Tuesday, 5th July, 2016

Remortgaging to a new buy-to-let deal can be a smart move for landlords looking for a fixed rate or possibly lower interest payments. And it is essential if you want to borrow more or release equity. Follow these tips for a successful switch...

1. Shop Around

It always makes sense to do your research thoroughly when it comes to your property investment. It pays to be aware of exactly what type of deals are available at any given time, and at what rates.

2. Check the Internet

The internet is a great starting point for doing your research. Sites such as www.bbg-dealfinder.co.uk provide an online tool to help you search the mortgage market to find the latest deal on offer.

3. Take a Medium to Long-term View

Look for a suitable mortgage product that will serve your needs best beyond the short-term. This may (or may not) mean paying a slightly higher interest tate than the one you are currently on, for example, if you wish to lock into the security of a fixed rate, rather than leaving youe repayments at the mercy of variable rates.

4. Weigh Up the Rate vs the Fee

Buy-to-let mortgages nowadays come with hefty fees. It is not unsual to be charged anything from a flat fee of £1,999 to 3% of the mortgage balance. Most lenders will offer a choice of higher fee, lower rate, or vice versa. Do your maths carefully to ascertain which is best for you.
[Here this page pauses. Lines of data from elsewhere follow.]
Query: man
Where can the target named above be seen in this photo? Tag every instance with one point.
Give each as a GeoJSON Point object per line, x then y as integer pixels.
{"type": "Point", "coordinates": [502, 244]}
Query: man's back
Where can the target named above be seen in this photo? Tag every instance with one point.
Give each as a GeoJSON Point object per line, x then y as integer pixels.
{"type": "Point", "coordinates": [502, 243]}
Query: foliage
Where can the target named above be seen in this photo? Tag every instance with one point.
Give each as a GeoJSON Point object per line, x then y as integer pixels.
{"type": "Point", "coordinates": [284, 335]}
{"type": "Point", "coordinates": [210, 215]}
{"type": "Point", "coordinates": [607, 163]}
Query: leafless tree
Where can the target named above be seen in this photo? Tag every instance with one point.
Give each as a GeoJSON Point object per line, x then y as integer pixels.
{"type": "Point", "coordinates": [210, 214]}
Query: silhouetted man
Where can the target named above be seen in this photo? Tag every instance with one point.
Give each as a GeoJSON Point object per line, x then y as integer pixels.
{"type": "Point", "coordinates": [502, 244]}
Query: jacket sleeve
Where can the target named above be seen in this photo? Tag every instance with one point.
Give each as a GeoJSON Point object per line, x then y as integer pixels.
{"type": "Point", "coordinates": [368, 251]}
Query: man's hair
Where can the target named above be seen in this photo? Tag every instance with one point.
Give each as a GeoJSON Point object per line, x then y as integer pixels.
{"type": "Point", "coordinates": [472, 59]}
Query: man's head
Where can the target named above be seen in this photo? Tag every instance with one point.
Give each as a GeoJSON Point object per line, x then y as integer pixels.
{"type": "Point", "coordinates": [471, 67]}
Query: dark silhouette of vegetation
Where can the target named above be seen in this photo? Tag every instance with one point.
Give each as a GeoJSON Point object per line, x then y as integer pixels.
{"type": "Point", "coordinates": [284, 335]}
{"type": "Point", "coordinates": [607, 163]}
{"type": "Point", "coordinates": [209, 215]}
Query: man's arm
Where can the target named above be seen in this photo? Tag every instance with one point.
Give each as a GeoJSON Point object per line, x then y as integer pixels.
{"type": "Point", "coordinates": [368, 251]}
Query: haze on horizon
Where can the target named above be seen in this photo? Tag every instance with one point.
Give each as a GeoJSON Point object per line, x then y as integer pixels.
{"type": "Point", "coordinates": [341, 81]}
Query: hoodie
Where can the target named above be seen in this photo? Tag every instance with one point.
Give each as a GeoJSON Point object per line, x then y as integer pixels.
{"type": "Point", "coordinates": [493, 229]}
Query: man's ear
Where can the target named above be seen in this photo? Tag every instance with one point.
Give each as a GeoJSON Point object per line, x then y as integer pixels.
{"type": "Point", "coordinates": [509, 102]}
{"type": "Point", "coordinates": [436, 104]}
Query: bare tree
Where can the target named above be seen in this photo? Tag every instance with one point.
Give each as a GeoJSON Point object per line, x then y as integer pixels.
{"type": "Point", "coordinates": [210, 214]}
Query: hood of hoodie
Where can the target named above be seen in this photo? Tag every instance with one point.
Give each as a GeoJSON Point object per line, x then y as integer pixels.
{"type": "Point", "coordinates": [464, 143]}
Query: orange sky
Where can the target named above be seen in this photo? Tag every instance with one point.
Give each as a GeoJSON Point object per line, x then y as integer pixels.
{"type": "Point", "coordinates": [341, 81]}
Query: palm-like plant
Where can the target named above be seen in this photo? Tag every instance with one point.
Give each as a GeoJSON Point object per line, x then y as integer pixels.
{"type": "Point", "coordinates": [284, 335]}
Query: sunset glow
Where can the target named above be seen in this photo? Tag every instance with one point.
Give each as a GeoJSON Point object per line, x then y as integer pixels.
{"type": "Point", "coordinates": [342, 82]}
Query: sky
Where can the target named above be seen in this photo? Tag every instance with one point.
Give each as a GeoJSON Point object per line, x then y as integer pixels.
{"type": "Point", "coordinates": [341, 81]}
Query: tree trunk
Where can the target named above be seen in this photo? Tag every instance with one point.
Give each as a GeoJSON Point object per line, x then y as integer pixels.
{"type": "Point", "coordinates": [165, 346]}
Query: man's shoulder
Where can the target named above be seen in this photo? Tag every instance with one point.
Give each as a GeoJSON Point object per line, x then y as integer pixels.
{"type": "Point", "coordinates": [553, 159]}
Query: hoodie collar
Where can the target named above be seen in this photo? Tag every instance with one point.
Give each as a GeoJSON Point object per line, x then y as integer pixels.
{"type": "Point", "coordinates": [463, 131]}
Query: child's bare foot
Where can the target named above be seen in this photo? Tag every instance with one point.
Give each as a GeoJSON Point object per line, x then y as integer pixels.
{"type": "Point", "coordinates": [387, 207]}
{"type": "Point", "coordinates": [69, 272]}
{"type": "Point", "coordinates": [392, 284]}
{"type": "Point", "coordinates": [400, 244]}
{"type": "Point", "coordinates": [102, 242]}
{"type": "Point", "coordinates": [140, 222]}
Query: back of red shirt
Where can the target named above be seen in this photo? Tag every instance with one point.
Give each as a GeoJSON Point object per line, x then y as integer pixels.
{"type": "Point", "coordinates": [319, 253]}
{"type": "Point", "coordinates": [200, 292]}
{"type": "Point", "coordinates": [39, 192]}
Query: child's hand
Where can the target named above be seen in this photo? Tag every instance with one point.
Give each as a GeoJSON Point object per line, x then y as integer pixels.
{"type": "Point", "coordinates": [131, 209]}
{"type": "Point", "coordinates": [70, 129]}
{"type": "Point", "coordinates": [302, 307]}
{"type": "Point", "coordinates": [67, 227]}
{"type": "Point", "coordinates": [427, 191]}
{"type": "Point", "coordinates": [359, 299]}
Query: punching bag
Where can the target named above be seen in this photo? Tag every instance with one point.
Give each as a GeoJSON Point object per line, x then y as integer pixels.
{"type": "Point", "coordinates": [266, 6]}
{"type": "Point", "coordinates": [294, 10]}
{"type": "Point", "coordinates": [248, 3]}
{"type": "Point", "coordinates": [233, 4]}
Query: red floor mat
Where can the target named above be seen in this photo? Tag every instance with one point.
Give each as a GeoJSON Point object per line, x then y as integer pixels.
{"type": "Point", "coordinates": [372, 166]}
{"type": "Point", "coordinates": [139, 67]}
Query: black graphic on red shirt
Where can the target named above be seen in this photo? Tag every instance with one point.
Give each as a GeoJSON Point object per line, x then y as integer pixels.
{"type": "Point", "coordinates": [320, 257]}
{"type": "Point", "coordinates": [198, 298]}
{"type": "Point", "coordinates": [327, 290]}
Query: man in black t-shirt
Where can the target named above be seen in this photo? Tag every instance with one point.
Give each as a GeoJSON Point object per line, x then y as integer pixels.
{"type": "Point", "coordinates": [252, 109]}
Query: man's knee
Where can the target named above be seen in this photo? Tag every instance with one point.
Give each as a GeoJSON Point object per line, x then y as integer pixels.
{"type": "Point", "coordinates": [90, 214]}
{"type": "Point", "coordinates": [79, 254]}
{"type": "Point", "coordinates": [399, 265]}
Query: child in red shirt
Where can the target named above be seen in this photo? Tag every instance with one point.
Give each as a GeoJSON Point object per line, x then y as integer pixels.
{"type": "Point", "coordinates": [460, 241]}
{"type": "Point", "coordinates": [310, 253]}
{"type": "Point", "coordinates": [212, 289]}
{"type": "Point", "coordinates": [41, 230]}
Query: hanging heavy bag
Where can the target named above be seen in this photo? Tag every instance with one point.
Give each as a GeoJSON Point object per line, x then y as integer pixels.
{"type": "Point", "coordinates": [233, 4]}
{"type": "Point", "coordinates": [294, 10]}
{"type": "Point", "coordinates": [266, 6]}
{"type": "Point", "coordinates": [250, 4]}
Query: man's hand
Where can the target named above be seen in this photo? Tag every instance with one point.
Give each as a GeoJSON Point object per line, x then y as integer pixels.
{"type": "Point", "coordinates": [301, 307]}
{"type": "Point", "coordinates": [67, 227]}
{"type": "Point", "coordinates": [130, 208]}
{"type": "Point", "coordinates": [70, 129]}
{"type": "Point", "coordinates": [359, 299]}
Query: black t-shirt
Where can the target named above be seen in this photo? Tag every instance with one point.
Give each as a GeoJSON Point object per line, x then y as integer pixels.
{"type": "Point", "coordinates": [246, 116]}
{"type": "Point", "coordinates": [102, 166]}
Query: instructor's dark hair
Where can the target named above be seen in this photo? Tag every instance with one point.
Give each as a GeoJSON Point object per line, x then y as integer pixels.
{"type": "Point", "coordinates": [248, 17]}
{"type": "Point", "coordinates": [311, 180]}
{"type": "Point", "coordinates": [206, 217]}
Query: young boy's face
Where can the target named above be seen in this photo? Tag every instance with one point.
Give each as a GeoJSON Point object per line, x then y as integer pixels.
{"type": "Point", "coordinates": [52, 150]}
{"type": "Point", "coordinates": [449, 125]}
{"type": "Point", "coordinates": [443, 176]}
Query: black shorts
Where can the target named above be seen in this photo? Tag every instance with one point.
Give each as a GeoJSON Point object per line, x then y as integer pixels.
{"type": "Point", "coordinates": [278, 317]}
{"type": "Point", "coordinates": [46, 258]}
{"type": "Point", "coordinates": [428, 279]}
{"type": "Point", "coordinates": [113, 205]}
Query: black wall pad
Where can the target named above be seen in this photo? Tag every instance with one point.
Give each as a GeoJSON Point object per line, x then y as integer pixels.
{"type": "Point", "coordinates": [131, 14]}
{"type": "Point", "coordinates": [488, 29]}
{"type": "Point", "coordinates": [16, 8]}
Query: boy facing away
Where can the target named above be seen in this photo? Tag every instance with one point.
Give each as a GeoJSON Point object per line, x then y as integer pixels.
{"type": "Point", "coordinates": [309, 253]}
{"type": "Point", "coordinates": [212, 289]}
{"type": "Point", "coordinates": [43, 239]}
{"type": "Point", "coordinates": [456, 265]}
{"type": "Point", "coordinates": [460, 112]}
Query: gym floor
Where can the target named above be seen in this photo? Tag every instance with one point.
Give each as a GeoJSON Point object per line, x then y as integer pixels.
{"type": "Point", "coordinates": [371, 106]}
5. Check Out Existing Penalties

Before you move to a new mortgage lender or deal, you must check with your existing lender whether there are nay Early Repayment Charges (ERCs) payable on your current arrangement. If you are on a fixed rate or a special tracker, the likelihood is that you will have to pay an ERC. However, if you are paying your lender's Standard Variable Rate (SVR) an ERC will probably not apply.

6. Find Out About New Penalties

Make sure you are aware of any ECRs or other charges that apply to your new mortgage. We live in economically uncertain times, when flexibility and the ability to change your financial arrangements can be very important to landlords.

7. Look for Flexibility

Check whether any new deal allows you to make over/under-payments. The best thing you can do with any debt is overpay and shift it as quickly as possible, and this particularly applies to mortgages when interest rates are relatively low. However, the option to underpay or take payment holidays on a new deal can also be very useful if you encounter rental voids or other problems in the future.

8. Choose the Right Lender

Different lenders currently offer different levels of service to different types of buy-to-let borrower. Many of the big names such as BM Solutions and TMW tend to cater for landlords with smaller portfolios, while others such as Paragon Mortgages, for example, aim specifically at providing finance for professional landlords with larger portfolios. It can be worth paying a slightly higher interest rate for greater access to finance or better service.